I really didn't comment about President Bush's address in Tampa alleging that Fidel Castro has been luring sex tourists to Cuba. In today's Los Angeles Times, however, this quote attributed to Castro by President Bush in the speech is worth noting:
''The dictator welcomes sex tourism,'' said Bush, who used a speech devoted to the crime of human trafficking to lash into Castro, in an apparent defense of his controversial election-year crackdown on travel to Cuba.Bush said Castro ''bragged about the industry,'' quoting him as saying: "Cuba has the cleanest and most educated prostitutes in the world.'' [my emphasis]
The White House cited the source of the quote as a paper written by Charles Trumbull who was then an undergraduate at Dartmouth. According to Trumbull, however, Bush's use of the quote (which Trumbull says was actually paraphrased) was not just out of context, but completely offbase:
But regardless of the exact wording, Trumbull says the president's speech misconstrued the meaning, which he says should have been clear from his paper."It shows that they didn't read much of the article," Trumbull said in a telephone interview.
According to Trumbull, who conducted field research in Cuba, prostitution boomed in the Caribbean nation after the collapse of the Soviet Union in 1991, providing an important source of currency for the Cuban economy. Castro, who outlawed prostitution when he took power in 1959, initially had few resources to combat it. But beginning around 1996, Cuban authorities began to crack down on the practice.
Although prostitution still exists, Trumbull said, it is far less visible, and it would be inaccurate to say the government promotes it.
Even when Castro made the remarks, Trumbull said, he was not boasting about Cuba's prostitutes as sex workers.

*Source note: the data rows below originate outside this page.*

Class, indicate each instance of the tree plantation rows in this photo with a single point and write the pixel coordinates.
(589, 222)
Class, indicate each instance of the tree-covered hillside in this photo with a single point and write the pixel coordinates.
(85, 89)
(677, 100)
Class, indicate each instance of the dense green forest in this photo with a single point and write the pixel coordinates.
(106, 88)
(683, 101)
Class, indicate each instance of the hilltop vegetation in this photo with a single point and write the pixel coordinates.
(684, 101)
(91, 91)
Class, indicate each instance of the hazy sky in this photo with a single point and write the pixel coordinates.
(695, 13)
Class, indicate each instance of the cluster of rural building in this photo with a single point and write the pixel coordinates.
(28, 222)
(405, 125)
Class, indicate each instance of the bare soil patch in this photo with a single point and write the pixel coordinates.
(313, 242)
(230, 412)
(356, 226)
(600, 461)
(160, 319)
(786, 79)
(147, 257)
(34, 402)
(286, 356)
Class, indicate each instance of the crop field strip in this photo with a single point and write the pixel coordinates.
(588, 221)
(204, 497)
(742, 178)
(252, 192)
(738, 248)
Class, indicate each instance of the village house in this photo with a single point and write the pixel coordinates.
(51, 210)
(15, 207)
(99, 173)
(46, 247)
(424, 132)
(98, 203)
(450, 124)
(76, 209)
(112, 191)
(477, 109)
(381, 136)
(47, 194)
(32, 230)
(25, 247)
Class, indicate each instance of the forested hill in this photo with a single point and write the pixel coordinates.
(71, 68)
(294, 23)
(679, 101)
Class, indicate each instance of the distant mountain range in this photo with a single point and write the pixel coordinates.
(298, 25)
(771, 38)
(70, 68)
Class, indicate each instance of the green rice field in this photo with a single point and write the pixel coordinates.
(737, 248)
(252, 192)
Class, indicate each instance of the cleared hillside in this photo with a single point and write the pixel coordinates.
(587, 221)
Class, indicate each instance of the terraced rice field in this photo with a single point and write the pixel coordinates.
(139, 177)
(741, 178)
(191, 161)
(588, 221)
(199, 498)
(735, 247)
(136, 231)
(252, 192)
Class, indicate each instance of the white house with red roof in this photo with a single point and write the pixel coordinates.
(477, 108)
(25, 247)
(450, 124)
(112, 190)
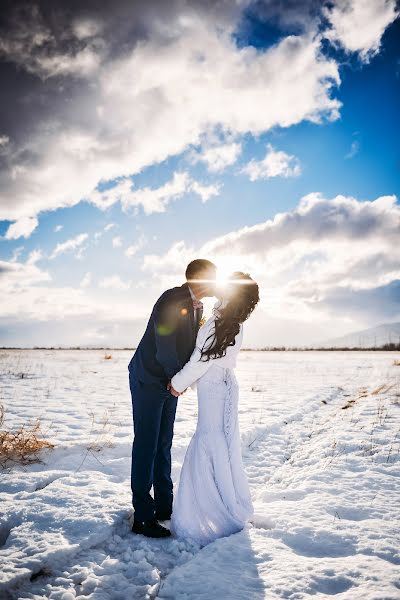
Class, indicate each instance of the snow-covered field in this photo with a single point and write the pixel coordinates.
(320, 438)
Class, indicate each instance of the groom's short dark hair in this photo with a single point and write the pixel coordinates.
(197, 266)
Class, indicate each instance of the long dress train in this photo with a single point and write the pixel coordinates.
(213, 497)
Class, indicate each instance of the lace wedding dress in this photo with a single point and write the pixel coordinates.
(213, 497)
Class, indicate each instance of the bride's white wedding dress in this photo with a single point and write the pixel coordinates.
(213, 497)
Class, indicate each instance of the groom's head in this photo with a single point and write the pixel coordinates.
(200, 275)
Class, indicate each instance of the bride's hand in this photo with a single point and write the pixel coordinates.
(173, 391)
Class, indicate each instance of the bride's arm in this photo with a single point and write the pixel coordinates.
(194, 368)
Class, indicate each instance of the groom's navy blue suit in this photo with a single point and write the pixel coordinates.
(166, 345)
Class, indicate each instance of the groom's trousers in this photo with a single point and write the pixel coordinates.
(153, 408)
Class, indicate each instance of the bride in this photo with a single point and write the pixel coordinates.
(213, 497)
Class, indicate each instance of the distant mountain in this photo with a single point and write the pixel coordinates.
(375, 336)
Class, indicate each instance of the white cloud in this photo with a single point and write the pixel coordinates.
(358, 25)
(16, 253)
(235, 89)
(34, 257)
(109, 226)
(114, 282)
(21, 228)
(217, 158)
(68, 245)
(152, 200)
(87, 280)
(303, 257)
(276, 163)
(205, 191)
(117, 241)
(134, 248)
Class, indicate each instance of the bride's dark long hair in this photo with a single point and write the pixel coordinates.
(243, 301)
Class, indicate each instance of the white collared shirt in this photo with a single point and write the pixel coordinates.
(193, 298)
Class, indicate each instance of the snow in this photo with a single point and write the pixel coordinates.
(320, 440)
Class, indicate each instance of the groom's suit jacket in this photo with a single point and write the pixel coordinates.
(169, 339)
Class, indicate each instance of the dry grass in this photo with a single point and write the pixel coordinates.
(22, 445)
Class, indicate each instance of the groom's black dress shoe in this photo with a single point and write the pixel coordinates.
(162, 516)
(150, 528)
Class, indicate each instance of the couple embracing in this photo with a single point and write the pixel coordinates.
(213, 497)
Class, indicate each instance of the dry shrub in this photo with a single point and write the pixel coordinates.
(22, 445)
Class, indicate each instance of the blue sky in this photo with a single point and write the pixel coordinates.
(261, 139)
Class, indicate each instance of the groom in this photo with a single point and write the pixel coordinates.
(166, 345)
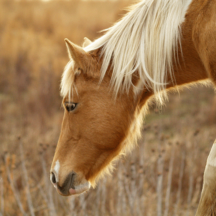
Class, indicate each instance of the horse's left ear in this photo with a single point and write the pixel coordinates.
(76, 53)
(86, 42)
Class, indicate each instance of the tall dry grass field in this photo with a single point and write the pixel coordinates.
(162, 176)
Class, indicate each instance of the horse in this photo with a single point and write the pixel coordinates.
(158, 46)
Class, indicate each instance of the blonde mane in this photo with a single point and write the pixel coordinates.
(144, 40)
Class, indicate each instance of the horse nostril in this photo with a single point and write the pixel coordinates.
(53, 178)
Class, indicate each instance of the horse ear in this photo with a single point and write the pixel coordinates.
(86, 42)
(76, 53)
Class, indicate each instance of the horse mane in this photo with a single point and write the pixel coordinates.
(144, 41)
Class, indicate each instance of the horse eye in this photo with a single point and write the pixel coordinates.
(70, 106)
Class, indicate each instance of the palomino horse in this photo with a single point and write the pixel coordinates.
(158, 46)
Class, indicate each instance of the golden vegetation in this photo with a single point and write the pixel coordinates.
(163, 176)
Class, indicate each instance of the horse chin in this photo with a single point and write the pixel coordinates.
(78, 189)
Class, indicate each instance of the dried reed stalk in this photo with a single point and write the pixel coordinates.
(48, 186)
(180, 182)
(28, 194)
(2, 195)
(169, 183)
(15, 192)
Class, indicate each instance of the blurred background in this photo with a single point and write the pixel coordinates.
(163, 174)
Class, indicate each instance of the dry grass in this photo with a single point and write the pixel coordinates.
(162, 176)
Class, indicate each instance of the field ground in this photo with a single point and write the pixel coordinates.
(161, 176)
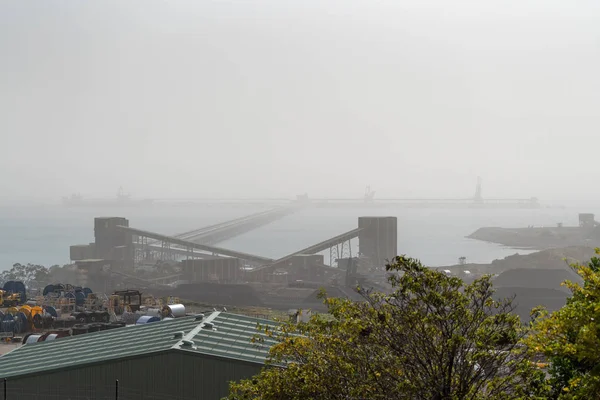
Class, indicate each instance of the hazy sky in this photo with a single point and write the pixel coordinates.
(208, 98)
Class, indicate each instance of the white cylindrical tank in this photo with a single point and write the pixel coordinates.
(154, 312)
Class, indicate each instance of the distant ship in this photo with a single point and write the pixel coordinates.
(122, 200)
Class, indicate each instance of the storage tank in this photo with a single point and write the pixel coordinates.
(174, 310)
(154, 312)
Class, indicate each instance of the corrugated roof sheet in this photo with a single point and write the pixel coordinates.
(229, 338)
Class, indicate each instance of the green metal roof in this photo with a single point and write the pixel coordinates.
(230, 337)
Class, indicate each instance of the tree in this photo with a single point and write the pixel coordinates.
(570, 338)
(432, 338)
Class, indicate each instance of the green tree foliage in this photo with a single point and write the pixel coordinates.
(432, 338)
(570, 338)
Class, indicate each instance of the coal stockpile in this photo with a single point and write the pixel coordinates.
(215, 293)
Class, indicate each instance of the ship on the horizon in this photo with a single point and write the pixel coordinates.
(122, 200)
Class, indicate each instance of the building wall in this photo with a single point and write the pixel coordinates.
(167, 375)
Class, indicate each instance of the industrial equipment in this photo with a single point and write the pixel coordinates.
(8, 299)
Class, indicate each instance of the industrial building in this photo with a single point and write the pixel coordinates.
(185, 358)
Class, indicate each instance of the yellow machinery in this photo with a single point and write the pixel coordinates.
(8, 299)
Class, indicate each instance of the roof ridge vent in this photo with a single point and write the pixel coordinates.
(178, 335)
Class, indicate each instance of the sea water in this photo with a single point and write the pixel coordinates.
(43, 234)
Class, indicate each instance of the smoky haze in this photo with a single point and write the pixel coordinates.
(276, 98)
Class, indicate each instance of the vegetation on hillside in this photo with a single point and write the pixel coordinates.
(570, 338)
(432, 338)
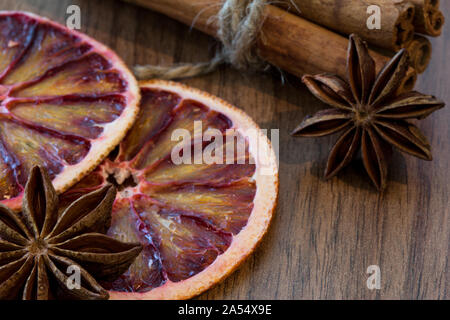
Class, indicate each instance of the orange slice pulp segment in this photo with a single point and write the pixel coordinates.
(197, 220)
(65, 102)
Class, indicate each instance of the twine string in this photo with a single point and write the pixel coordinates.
(239, 23)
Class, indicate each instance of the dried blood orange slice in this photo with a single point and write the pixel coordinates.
(65, 102)
(197, 220)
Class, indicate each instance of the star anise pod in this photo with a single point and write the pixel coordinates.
(370, 112)
(41, 250)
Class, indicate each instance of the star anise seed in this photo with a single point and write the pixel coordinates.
(41, 249)
(370, 111)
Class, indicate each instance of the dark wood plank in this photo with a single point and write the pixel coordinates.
(325, 233)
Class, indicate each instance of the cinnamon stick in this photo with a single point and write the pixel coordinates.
(428, 18)
(419, 53)
(350, 16)
(286, 40)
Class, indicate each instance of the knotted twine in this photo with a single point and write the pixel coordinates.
(239, 23)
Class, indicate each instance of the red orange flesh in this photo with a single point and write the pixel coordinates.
(196, 222)
(65, 102)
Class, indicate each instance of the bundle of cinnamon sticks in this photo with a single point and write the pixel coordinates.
(311, 36)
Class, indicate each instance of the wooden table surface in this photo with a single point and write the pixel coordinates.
(325, 233)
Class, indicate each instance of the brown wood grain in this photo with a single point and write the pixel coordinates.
(325, 233)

"Castro was merely trying to emphasize some of the successes of the revolution by saying 'even our prostitutes our educated,' " Trumbull said. "Castro was trying to defend his revolution against negative publicity. He was in no way bragging about the opportunities for sex tourism on the island."
Here is what Castro actually said:
"There are hookers, but prostitution is not allowed in our country," Castro told Cuba's National Assembly in July 1992, according to a translation by the British Broadcasting Corp. "There are no women forced to sell themselves to a man, to a foreigner, to a tourist. Those who do so do it on their own, voluntarily…. We can say that they are highly educated hookers and quite healthy, because we are the country with the lowest number of AIDS cases."
I have to agree with this comment:
Julia Sweig, a Cuba expert at the Council on Foreign Relations, said it was one thing for an undergraduate to include an unsubstantiated quotation in a college paper, but it was another for the White House to include one in a presidential speech."That's incredibly sloppy, and it shows that when it comes to Cuba policy, they are willing to cut huge corners," Sweig said.
This makes me angry. It makes me angry because there are plenty of legitimate reasons to criticize Castro's regime. In their haste to come up with something sensational to appeal to his base in Florida, Bush's staff has sacrificed credibility on the altar of political expediency. Who benefits from this? I would imagine Fidel Castro does. The Bush administration has yet again enabled Castro to portray this as a dispute between the United States and Cuba and taken the focus again off his brutal rule. Despite the public outrage in Cuba, I have a feeling that Castro is puffing on a cigar saying "God, I hope that this cretin gets reelected! He's been the best thing for me since Elián Gonzalez."
This does nothing to help the cause of freedom and democracy in Cuba. N-O-T-H-I-N-G.



No surprise... this fits into the Bush regime's modus operandi nicely. Say it, say it again, and keep saying it until people give up trying to correct you. Deception has been the hallmark of this government since the day tens of thousands of black Floridian voters were barred from casting ballots against him.